Many have been to Haiti, Mexico and some even sneak into lands like China and Burma. Washington Church of Christ members recently joined that tradition by doing work and building homes in Honduras, the second-poorest country in the world, last month.
A group of seven men and women - Elmer Graber, Steven Walden, Christopher Wiles, Tyler Seibert, Jalayna Page, Libby Myers and Drew Myers --- joined with a group from the Mitchell Church of Christ for a 10-day mission that included building homes for several Honduran families.
"Our primary activity was to build houses," Wiles, Pulpit Minister for the Washington Church of Christ. "We built six structures."

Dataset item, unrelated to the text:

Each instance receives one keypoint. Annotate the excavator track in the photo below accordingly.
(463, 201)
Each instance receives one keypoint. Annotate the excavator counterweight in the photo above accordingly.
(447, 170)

To call these structures homes in the sense that we know about would be stretching. The homes are 18 feet square, with many families occupying the same home, something that would not pass for a shed, Walden said.
"For them, it is a really big deal," Wiles said. "We were able to put three bedrooms."
And, to make matters a little more primitive, the homes are built with rough-hewn lumber and chainsaws. The group used chain saws for everything. The lumber is bought locally and transported by ox cart to the job site, where the builders are waiting with a single tape measure, two levels, two chainsaws, 15 hammers and nails.
"Our record was four hours and five minutes," Wiles said. "There was some that took us a couple days."
To call the trip eye-opening was an understatement.
"It still is," Wiles said. "This is a different type of poor, and to see different masses of people living like that really opens your eyes."
Walden, who is a Washington firefighter, agreed.
"I've heard stories from other people going so I knew what to expect," Walden said. "But it is something different when you see it for yourself."
Seibert, a senior at Washington High School, said the poverty really opened his eyes.
"I haven't asked for much (from my parents) since then," he said.
The homes were built mostly by the missionary workers and everyone helped in except for the men in the villages. During the day, they were busy in the fields, still working with oxen and machetes. One man was able to help a little and built stairs for one home, completely hacked by machete.
Honduras, with a population of 7.7 million, consists of mainly jungle and mountain regions with a developing economy. It has one of the highest per capita homicide rates in the world, according to the State Department's information. It recently came through severe flooding in 2008 and a coup d'etat in 2009.
There are no building codes. There's not even a postal system in Honduras.
Schools for the blind and orphanages were set up by "gringos," missionaries that came to help out. The group was able to visit one of the schools and a couple orphanages.
"Most of the places we went were run by gringos, trying to help out down there," Wiles said.
Walden said he had every intention of returning to Honduras again.
"When we got done with the first house, it was pretty emotional," Walden said. "They were very grateful."
Seibert agreed and has already decided to return in 2013.
"I would love to go back," Seibert said.
"It was very well put together. They are a real loving people."